C’est la première fois que je sors en foule depuis les " vacances ", rencontrerais-je de jolies jeunes filles, aux caisses ?
Je fais le trajet derrière mes grands-parents, en feuilletant le " Pays Briard " dédié aux Miss Seine-et-Marne parties en raid à la Réunion, de bien belles jeunes filles.
Je largue mes grands-parents sur le parking bondé, qui est-ce qui avait raison. J’empreinte la petite pastille pour pépé pour prendre un caddie, il doit bien avoir un euro sur lui. Je sais ce que je veux, du rapide, de la viande à fondue pour demain midi, des trucs quotidiens, savons, dentifrice, pq…
Pas de jolies jeunes filles, que des VIEUX ! C’est un bordel immonde de dos voûtés se rampant dans les allées, ça m’oblige à des manœuvres agiles. Je slalome merveilleusement. Je rencontre mon grand-père en discussion sourde avec le garde champêtre du village, au rayon Whisky, et gâteaux apéritifs. Je charge de conneries au bacon, salées, fromage. Je prends des lardons, du gruyère, de la crème fraîche. Sans oublier les pâtes. Et le coca.
Pas un joli minois, des couples quadra qui ont sorti papi et mamie. Les pauvres souvent perdus dans le vacarme errent sans savoir où aller. Hagards, abrutis, ils suivraient la première personne qui dirait viens mamie. Je ne peux contenir mon rire à certaines scènes, je m’esclaffe tel un possédé au rayon frais. L’accumulation certainement, car la scène n’était pas vraiment hilarante, une mémé paumée regardait désespérée sa fille ( ?) qui lui demandait quel yaourt qu’elle préférait. Je trouve dans le regard d’une jolie quadra, justement, un retour complice face à cette horde de vioques. Venus prendre un bain de jouvence dans les allées de Leclerc. Montrer qu’ils participent à la fête. Qu’il ne faut pas encore les enterrer. Ils prennent tous les produits marqués " nouveau ", les vieux, ce sont les pros des nouveautés.

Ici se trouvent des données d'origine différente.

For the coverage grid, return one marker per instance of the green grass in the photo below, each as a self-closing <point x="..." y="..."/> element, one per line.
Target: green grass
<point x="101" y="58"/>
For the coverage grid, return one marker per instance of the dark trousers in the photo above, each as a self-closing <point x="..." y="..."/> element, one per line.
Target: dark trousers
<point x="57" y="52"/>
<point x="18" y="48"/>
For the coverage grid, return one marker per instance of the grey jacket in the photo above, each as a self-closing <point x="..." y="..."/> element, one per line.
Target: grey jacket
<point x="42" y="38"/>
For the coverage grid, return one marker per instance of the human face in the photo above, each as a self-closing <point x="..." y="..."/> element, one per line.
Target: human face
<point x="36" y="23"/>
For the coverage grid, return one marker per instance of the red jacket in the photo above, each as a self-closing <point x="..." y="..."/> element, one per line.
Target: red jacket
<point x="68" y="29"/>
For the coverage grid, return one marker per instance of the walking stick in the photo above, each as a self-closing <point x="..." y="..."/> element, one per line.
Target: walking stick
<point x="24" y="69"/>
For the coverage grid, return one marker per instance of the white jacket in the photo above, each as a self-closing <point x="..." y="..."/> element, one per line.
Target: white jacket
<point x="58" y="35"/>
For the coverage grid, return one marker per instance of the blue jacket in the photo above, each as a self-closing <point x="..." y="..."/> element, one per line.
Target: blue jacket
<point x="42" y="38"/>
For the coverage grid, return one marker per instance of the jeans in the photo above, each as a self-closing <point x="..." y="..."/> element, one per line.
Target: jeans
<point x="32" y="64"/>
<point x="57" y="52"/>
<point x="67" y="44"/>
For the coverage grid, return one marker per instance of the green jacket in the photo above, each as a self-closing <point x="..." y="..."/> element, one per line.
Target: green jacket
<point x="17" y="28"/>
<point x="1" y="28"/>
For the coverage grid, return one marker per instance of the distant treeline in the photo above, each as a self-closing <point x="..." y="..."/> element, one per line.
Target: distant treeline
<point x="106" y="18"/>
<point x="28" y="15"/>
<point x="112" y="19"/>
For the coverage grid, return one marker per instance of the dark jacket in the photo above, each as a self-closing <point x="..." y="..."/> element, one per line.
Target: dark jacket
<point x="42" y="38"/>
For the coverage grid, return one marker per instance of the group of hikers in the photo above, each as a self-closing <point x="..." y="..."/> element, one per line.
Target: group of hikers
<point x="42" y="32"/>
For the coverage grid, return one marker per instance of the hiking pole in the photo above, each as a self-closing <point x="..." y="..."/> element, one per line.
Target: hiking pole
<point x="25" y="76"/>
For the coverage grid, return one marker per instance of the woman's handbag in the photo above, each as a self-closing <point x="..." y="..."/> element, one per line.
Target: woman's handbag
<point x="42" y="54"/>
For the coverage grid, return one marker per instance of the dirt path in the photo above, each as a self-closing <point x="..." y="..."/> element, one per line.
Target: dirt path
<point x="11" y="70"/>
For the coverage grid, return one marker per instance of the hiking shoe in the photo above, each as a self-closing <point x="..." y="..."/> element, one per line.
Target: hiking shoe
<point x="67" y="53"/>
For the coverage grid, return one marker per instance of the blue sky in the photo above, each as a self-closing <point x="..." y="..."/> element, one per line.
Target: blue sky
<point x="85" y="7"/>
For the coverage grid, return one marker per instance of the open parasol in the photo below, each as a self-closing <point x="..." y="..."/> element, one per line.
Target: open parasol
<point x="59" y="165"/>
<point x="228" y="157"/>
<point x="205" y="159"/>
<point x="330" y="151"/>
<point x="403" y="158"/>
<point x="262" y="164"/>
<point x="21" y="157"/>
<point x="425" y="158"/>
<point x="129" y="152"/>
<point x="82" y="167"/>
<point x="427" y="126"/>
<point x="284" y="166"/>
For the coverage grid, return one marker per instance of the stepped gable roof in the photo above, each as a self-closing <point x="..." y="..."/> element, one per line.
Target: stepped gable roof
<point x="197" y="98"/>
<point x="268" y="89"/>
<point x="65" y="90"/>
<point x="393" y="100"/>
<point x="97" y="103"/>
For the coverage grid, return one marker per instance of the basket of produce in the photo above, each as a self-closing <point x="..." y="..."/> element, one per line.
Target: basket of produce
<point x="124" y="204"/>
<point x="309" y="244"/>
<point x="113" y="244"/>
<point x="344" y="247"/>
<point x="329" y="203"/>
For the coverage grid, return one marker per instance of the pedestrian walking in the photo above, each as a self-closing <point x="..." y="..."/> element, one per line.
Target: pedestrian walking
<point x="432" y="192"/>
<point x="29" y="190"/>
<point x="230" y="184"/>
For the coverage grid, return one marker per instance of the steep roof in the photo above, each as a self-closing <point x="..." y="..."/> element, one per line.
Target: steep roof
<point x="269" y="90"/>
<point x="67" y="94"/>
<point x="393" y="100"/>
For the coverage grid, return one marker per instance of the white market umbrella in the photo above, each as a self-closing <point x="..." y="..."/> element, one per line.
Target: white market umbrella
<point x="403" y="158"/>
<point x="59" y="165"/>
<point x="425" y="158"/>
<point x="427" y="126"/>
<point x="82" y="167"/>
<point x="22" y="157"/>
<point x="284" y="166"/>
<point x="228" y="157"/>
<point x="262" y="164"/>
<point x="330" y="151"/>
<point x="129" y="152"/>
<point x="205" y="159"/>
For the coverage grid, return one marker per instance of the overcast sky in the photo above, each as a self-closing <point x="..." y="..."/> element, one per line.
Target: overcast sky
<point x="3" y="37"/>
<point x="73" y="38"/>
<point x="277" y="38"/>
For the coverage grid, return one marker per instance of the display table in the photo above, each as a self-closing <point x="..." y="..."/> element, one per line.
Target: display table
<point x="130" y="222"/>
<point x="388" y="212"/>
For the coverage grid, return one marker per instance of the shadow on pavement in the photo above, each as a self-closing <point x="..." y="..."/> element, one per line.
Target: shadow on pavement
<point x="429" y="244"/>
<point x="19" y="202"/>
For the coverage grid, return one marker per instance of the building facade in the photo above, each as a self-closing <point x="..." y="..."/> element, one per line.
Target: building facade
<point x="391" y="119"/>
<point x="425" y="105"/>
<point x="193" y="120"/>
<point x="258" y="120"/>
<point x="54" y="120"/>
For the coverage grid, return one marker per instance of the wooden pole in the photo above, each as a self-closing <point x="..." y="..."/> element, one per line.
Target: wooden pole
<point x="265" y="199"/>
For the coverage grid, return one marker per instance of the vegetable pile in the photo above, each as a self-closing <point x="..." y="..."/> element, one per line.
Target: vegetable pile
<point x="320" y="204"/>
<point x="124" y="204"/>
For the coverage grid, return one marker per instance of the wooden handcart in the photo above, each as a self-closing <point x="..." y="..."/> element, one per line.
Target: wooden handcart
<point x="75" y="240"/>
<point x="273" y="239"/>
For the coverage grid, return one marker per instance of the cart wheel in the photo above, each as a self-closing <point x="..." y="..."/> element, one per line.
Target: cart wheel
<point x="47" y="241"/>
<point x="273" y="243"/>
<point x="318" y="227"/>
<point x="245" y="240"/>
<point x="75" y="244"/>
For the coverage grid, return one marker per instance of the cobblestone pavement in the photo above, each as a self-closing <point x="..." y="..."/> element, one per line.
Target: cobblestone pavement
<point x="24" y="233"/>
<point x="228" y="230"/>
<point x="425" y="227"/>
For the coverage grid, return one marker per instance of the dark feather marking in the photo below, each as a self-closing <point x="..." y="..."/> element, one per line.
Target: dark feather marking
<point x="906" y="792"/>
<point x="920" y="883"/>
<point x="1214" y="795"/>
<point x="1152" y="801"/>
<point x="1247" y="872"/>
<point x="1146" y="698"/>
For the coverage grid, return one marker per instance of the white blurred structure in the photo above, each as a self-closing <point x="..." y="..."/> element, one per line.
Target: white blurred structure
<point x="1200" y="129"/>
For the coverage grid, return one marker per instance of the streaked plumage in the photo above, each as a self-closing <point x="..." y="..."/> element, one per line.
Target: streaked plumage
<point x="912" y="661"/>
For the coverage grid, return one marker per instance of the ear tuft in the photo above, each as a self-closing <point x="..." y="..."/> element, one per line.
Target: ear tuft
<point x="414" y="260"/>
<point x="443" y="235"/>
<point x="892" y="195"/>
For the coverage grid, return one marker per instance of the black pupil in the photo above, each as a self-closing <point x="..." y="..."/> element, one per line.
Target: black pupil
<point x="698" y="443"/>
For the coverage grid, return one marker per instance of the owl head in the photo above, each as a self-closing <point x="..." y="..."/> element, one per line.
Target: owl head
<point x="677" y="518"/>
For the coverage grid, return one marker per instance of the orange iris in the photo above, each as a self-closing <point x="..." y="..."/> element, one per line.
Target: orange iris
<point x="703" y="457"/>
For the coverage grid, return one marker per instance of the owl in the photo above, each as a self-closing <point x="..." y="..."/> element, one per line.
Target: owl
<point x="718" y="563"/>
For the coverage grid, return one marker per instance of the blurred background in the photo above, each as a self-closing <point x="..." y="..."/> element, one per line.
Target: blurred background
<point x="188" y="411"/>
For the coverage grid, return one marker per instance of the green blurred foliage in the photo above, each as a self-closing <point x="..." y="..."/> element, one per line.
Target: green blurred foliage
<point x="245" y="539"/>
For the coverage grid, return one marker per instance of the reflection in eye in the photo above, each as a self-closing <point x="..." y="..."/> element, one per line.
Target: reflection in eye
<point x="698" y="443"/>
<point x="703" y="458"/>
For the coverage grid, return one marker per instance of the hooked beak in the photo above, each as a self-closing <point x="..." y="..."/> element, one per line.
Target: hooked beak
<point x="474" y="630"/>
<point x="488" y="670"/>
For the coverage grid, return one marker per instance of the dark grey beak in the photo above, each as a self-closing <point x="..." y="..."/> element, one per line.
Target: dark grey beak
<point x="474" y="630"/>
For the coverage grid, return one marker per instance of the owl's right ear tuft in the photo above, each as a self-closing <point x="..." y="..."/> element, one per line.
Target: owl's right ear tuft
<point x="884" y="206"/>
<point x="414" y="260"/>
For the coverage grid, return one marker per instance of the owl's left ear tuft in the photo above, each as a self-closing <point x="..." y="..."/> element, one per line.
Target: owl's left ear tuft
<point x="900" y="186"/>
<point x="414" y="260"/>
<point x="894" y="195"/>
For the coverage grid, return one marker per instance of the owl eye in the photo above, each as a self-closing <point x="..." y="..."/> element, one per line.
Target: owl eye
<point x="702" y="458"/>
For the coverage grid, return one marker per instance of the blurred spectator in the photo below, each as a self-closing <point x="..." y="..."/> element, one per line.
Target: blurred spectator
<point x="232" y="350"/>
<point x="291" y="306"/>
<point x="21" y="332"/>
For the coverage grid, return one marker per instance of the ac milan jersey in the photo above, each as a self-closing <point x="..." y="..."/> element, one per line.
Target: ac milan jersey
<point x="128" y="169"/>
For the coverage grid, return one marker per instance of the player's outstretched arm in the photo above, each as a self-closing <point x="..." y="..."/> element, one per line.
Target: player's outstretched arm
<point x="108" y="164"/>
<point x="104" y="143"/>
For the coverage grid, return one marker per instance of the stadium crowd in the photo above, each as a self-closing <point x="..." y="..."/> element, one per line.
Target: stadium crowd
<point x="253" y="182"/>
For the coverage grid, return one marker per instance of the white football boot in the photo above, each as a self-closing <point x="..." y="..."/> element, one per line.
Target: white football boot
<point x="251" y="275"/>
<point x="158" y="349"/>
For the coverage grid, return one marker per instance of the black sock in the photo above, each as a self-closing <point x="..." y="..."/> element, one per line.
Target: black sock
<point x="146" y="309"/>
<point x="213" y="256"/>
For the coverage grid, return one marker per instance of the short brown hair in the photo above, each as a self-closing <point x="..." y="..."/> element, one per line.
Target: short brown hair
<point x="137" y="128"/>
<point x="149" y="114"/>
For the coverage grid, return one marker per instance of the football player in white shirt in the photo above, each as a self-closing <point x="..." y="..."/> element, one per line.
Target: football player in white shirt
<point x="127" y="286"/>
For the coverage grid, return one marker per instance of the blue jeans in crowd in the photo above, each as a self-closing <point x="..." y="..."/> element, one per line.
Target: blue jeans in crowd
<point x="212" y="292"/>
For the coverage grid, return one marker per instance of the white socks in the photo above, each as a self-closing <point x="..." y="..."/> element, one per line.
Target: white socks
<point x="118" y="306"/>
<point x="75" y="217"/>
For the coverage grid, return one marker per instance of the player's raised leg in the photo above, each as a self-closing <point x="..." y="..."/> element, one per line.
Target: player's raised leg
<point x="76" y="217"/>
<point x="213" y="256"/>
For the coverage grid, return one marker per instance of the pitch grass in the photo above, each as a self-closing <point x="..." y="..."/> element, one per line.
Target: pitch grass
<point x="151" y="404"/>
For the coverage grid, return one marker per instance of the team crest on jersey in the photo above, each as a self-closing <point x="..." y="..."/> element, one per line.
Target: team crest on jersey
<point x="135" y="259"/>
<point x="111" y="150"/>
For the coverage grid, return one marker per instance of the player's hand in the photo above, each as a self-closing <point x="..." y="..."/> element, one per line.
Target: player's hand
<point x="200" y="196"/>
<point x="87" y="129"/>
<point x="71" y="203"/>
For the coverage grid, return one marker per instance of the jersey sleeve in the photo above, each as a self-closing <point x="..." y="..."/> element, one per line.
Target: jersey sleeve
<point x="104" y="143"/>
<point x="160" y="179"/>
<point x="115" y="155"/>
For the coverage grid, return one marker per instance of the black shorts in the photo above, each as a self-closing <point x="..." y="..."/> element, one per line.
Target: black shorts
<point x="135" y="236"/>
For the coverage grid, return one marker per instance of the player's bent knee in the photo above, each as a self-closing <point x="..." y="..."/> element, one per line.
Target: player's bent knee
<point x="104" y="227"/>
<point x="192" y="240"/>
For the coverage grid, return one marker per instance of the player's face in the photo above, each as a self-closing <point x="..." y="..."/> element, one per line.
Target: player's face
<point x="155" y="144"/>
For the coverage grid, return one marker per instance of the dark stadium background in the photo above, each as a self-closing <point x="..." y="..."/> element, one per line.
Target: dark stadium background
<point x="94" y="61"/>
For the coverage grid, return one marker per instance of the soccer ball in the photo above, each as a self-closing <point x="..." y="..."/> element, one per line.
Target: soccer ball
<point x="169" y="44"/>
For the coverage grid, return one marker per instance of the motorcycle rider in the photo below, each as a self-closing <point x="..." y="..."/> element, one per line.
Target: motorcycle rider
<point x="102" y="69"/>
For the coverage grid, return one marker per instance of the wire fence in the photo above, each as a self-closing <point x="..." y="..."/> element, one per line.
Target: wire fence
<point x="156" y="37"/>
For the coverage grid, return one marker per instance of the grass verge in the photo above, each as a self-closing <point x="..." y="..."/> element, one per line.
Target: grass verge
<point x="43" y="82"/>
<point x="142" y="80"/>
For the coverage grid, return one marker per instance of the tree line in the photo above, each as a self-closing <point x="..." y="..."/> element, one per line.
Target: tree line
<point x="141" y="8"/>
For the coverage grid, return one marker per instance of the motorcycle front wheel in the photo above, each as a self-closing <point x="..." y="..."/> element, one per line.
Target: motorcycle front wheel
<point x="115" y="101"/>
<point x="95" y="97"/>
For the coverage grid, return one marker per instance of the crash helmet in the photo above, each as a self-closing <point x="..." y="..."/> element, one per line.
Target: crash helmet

Très vite, je me retrouve aux caisses. Je gare mon caddie dans un coin et pars en reconnaissance de caissières, que des moches, des pas très fraîches, pas de Dabia, ou Dabéa peut-être. Je prends la première libre, un brune, cheveux courts, souriante, mais laide. Je suis un expert en course, même si j’ai oublié mes grands sacs, je remplis les plastiques dans un rythme olympique. Ça coince sur un paquet de gâteaux, on attend un jeune type pour aller chercher l’étiquette. Il ne se passe rien. Je dis bonjour à la petite caissière blonde d’à côté, vue au lycée. J’ai rencontré quelques élèves, vite fait. Une rousse d’à peine vingt ans avec un joli petit bébé.
Je range correctement mes courses, laissant plus de la moitié du coffre, dans la voiture. Je repars dans la nasse, à la recherche de Mes vieux. Je les retrouve, les aide à trouver des trucs, et les abandonne très vite, face à leur lenteur et hésitations, et pars voir les livres vendus.
Les Prix sont bien placés. Je m’arrête sur le livre de " Brandon " d’Opération Séduction, j’ignorais qu’il (un nègre) avait écrit un bouquin. Je choisis au hasard, il raconte qu’il veut être une star, qu’il en a marre d’être loufiat au Ritz, qu’il veut de l’argent, pour cela, être chanteur, acteur, quelque chose quoi, qu’il a servi tout de même Spielberg, " je sers le cinéma américain ". Une main me tape fortement sur l’épaule, Bertrand. Bertrand en tenue de travail, il emménage dans sa nouvelle maison. On parle de nos projets, je lui demande son texte pour bordel, m’explique qu’il n’a plus de connexion, que le déménagement…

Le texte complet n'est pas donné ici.